During its most recently reported financial quarter, announced June 2, Dollar General posted a same-store sales gain of 13.3 percent, while net income came in at $83 million, up from $5.9 million during the same year-ago period. Earlier this year the company revealed that it's one of the few retailers out there aggressively expanding, with plans to open 450 stores on top of its current army of 8,500 locations.
Dollar General isn't alone in its good fortune during a time when shoppers are looking for bargains. Competitor Family Dollar Stores saw its net income rise 35.5 percent, to $87.7 million during its third quarter. Earlier this month Dollar Tree reported a second-quarter same-store sales gain of 6.8 percent, while net sales grew 11.9 percent, hitting $1.22 billion.

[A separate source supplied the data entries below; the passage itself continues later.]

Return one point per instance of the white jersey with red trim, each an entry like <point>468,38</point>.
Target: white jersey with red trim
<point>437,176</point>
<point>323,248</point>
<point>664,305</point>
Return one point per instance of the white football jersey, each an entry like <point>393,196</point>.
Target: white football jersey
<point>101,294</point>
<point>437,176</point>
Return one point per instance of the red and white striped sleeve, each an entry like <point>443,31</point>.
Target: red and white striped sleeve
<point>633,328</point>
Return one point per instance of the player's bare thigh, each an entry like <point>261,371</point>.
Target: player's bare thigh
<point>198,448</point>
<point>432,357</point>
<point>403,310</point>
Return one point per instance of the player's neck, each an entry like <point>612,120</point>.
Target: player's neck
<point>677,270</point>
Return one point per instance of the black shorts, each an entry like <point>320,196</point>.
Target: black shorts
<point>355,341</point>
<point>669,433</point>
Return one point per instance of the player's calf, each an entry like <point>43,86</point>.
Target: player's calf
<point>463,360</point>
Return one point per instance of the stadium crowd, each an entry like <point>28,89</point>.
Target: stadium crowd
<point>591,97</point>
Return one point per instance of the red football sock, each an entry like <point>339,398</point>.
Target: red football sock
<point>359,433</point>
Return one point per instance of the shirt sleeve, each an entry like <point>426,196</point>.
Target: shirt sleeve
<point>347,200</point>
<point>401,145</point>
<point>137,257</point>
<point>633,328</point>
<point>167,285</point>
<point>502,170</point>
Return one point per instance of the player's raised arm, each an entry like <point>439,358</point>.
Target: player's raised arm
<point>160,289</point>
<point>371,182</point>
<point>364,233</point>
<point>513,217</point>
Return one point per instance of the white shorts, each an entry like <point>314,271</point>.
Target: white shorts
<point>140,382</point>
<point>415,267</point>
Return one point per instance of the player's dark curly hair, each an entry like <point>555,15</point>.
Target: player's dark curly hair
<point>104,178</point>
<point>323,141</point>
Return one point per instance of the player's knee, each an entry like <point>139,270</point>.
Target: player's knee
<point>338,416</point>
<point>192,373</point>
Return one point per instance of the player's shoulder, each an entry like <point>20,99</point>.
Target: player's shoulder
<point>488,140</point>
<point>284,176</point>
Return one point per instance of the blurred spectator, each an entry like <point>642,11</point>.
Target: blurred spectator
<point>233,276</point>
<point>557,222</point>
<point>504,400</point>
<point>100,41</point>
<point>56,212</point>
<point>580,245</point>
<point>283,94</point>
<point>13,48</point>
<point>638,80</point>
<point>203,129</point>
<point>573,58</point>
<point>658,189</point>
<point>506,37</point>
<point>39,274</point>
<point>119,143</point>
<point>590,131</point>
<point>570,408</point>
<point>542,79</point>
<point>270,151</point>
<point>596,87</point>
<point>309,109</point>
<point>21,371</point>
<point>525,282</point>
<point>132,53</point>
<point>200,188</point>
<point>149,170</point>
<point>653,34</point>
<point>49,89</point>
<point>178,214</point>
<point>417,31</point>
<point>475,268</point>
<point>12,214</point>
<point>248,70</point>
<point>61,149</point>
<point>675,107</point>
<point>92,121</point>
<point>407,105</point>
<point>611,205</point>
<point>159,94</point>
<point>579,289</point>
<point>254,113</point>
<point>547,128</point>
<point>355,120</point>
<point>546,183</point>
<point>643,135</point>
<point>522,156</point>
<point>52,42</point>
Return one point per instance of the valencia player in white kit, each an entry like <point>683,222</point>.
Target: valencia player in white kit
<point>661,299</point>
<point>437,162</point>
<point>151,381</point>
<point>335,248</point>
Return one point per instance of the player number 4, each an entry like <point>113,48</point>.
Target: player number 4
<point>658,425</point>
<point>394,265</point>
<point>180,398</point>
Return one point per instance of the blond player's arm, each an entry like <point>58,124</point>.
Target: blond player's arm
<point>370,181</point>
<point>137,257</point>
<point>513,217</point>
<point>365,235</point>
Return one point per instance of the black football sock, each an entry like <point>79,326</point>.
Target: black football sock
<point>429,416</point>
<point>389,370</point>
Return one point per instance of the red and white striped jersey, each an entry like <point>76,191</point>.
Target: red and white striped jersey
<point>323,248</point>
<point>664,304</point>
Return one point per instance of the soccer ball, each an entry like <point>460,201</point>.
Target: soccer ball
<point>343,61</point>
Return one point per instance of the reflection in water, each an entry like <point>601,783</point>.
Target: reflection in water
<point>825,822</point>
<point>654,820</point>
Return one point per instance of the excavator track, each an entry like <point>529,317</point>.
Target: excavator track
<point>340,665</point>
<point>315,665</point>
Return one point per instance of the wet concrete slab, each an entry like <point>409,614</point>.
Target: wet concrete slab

Some observers are concerned about Dollar General's $4.1 billion in debt, mostly amassed when KKR purchased the retailer for $7.2 billion in 2007. But according to a Reuters article, investment firm Renaissance Capital values Dollar General at between $8 billion and $10 billion and says the retailer's niche is a good bet in this economy. "It's a strong cash generator that can perhaps justify such a debt burden," said analyst Matt Therian.
Most importantly, though, is the possibility that the discounter's offering, expected to take place in the fall, could raise investor interest in an industry in need of a boost. And if Dollar General proves successful, private-equity entities might take public two more large retail players, Toys "R" Us and Dunkin' Donuts.